HDP Merkez Yürütme Kurulu, “24 Nisan 1915 tarihinde iki yüzü aşkın Ermeni aydının evlerinden alınarak ölüme yollanması ile başlayan etnik kimlik ve inanç kırımı olan Büyük Felaket’in üzerinden 108 yıl geçti” açıklaması yaparak, “108 yıllık acıları ve yası paylaşıyoruz” ifadelerine yer verdi.

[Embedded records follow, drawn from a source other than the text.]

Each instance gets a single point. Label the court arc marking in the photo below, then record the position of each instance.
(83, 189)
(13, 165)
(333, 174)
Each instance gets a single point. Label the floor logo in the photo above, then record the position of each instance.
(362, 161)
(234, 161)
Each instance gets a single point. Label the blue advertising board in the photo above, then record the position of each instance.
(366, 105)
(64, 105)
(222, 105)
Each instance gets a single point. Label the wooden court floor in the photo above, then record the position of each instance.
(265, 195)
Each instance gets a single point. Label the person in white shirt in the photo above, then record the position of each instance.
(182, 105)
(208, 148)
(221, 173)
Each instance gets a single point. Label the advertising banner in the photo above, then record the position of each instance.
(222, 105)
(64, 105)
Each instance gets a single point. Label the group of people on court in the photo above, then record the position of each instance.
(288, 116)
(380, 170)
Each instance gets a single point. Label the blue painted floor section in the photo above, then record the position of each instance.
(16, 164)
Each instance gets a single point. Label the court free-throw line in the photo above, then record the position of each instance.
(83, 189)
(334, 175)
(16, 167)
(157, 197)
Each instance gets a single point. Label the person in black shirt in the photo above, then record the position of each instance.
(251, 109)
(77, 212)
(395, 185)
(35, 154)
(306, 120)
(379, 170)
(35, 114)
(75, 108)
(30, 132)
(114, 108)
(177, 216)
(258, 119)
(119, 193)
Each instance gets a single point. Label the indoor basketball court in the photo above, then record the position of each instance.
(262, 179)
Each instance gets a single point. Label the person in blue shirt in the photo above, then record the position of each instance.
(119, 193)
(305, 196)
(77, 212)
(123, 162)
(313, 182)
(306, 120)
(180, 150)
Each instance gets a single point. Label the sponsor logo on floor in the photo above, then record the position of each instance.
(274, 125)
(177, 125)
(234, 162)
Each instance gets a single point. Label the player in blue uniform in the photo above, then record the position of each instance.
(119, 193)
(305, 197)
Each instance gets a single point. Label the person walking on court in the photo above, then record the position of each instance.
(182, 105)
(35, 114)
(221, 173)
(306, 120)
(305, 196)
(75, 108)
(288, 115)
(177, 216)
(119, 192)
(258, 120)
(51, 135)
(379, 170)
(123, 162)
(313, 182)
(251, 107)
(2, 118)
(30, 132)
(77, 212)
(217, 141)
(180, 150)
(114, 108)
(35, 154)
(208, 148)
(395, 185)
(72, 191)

HDP’nin resmi internet sitesinden yapılan açıklama şöyle:
“Bir toplumda vicdan ve adalet duygularını geliştirmek, acıları karşılıklı paylaşmak, demokratik, barışçı ve eşit bir geleceği birlikte kurabilmenin de yoludur. Tarihsel hakikatlerle yüzleşmek, mağdur halklar ve inançlardan özür dilemek ve onarıcı adalet yollarına başvurmak, birbirini anlamak ve tarihsel yaraları samimi bir yaklaşımla sarmak ortak bir gelecek için vazgeçilmez adımlardır. 24 Nisan 1915 tarihinde iki yüzü aşkın Ermeni aydının evlerinden alınarak ölüme yollanması ile başlayan etnik kimlik ve inanç kırımı olan Büyük Felaket’in (Metz Yeğern) üzerinden 108 yıl geçti. Bu süreç, yüz binlerce Ermeni’nin sürgünü ve katli ile devam etti. Bu coğrafyanın diğer Hıristiyan halkları da bu politika ve uygulamaların hedefi haline geldi, getirildi. Farklılıkları silmek ve homojen bir toplum yaratmak; tek ırk-tek din-tek dil anlayışını hakim kılmak; bu topraklarda farklı halkların ve inançların yaşadıklarını unutturmak hedefi o günden bu yana süregeldi. Bu topraklar üzerindeki hiçbir etnik kimlik, dil, kültür ya da inancın bir diğerinden üstün olmadığı gerçeği halen toplumsal ve siyasal genel kabul görmedi. İnsanlığa karşı işlenen suçlarla yüzleşmek ortak ve eşit bir geleceği, toplumsal barışı kurmanın da önemli bir adımıdır. Coğrafyamızı çoraklaştıran utançlarla yüzleşmeyi ertelemek, toplumsal barışa ve hakikatlerin konuşulmasına hizmet etmemektedir. Bu topraklarda, bu coğrafyanın kadim halklarından olan Ermeni halkıyla ve Ermeni yurttaşlarımızla birlikte huzur içinde yaşamak son derece önemlidir. Aynı zamanda bölgemizin bir parçası olan Ermenistan devletiyle diplomatik, ticari, ekonomik ve kültürel ilişkileri geliştirmek halkların ihtiyacıdır ve çıkarınadır. Bu duygu ve düşüncelerle, Anadolu ve Mezopotamya’nın kadim halkları olarak, 108 yıllık acıları paylaşıyor, yaşanmış olan Büyük Felaketi, bu insanlık trajedisini yüreğimizin derinliklerinde duyuyor, o süreçte yaşamını yitirenleri bir kez daha hüzün ve saygıyla anıyoruz.”